How ( And Why ) To Read To Your Newborn - Dr. Meredith Clayton, Fellow of the American Academy of Pediatrics

Reading to your baby is a great way to give her a head start in life. You don’t even have to wait for her to be born. When I was pregnant with my daughter, my husband would often read Goodnight Moon to her, and after she was born, we were delighted that she seemed to recognize the book!

Some studies show that newborn babies become calmer when they hear the same stories and songs they heard in the womb. This is especially important in the last 10 weeks of pregnancy when they are starting to absorb language. Reading is important, even before babies are born!

After babies are born, looking at and talking about books with them is a first step in teaching them to talk. Children whose parents talk and read to them often know more words by age 2 than toddlers who have not been read to.

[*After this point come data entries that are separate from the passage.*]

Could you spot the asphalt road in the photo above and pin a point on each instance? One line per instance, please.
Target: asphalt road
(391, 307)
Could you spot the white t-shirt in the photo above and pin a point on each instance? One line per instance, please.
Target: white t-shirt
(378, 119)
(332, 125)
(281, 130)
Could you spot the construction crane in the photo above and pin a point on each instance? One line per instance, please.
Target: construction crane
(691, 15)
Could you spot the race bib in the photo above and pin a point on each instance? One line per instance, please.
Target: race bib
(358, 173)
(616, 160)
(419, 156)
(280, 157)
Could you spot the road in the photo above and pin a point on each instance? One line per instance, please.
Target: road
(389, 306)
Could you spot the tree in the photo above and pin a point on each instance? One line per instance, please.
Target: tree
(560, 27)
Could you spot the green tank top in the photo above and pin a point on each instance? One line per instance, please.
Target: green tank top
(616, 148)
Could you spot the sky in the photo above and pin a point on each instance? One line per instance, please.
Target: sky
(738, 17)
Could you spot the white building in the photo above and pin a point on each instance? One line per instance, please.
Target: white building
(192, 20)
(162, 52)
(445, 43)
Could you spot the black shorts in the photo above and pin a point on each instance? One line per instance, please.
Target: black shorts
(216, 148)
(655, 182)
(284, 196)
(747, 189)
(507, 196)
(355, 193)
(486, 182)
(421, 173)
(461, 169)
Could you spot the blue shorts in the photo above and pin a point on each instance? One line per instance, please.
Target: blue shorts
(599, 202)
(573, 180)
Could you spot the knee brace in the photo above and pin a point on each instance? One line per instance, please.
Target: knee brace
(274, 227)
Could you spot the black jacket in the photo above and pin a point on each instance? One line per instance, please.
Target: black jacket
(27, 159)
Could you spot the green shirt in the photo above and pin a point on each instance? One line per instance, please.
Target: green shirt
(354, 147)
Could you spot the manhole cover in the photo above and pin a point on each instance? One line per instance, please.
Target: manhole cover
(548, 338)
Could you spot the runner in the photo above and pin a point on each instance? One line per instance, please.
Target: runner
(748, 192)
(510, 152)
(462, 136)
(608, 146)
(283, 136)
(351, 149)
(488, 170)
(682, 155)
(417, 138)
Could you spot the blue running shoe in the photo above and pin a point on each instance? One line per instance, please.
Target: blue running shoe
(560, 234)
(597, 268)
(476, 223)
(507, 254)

A couple things to keep in mind when reading books to your baby: 1) newborns only see about 8-12 inches in front of their face; 2) they only see in black and white and shades of grey at birth (they develop color vision around 4 months of age), so they like contrasting black and white with bold geometric shapes. You can easily find black and white books created especially for newborns.

Set aside a few minutes every day to read with your baby. Make sure she is changed and fed and not too sleepy yet. Making reading part of the bedtime routine is a good idea. Keep this time distraction free, away from TV and phones. From 0-3 months, only expect your baby to pay attention for about 2 minutes. He will start looking at the book and your face. Eventually, he will start to smile and coo. Read with a lot of expression in your face and voice. This will help with emotional development.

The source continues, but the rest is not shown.